# Eden baby carrier mei tai ROCKS



## GypsyGrin (Nov 7, 2006)

I had tried a back carry with my moby wrap a couple weeks ago, and it was a miserable experience for both Natalie and I. She fussed. I had a hard time wrapping her up. Neither of us enjoyed ourselves.

But carrying her on my back holds a lot of appeal; folding laundry etc is getting harder and harder trying to work around her. So after quizzing you guys I ended up buying an Eden mei tai baby carrier.

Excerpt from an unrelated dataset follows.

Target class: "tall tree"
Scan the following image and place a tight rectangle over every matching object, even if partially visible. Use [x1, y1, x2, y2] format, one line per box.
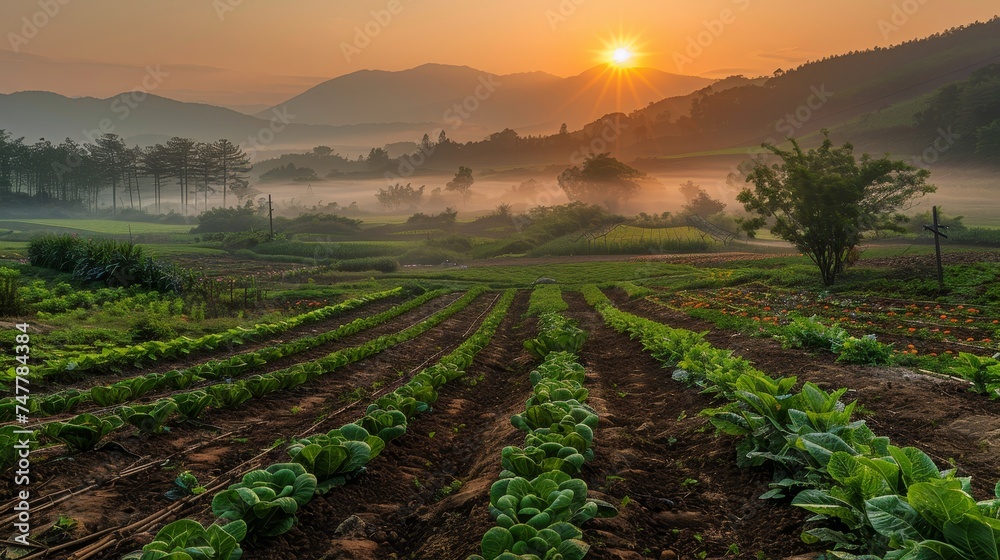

IT WAS WONDERFUL! Up she went, and off we went. I carried her for over an hour - right through doing dishes, training dogs, and folding a load of laundry. Wooohooooo!!! She was actually back there giggling through training dogs, the little imp. And pulling my hair, of course. Honestly I think she felt safer back there than she does on my front. She doesn't want to be worn facing in (she want to see where we're going), but with her on the front she's that much closer to the activity than I am - very "in her face". With her peeking over my shoulder she can still be part of everything that's going on, but she's buffered through me. She's very content in the front carrier, but I've never had her giggling like that before!


----------



## mamatoLL (Sep 28, 2006)

thats awesome. I love back carries!

I wanted to add though, that mobys are hard to w/ back carries but woven wraps rock!


----------



## lexbeach (Mar 6, 2002)

I'm loving my Eden baby carrier too! I felt a little silly buying it since I can make my own mei tai carriers (and have made several for myself already), but the fabric and design just looked sooo nice. And I am definitely not regretting it. It works great with my newborn, which I think is rare for a mei tai carrier. At least the ones I made would never work with a newborn without an insert of some kind. I love the softness, and the subtle stretch of the fabric. Haven't tried it on my back yet. . . but glad to hear that you're liking it that way too!

Lex


----------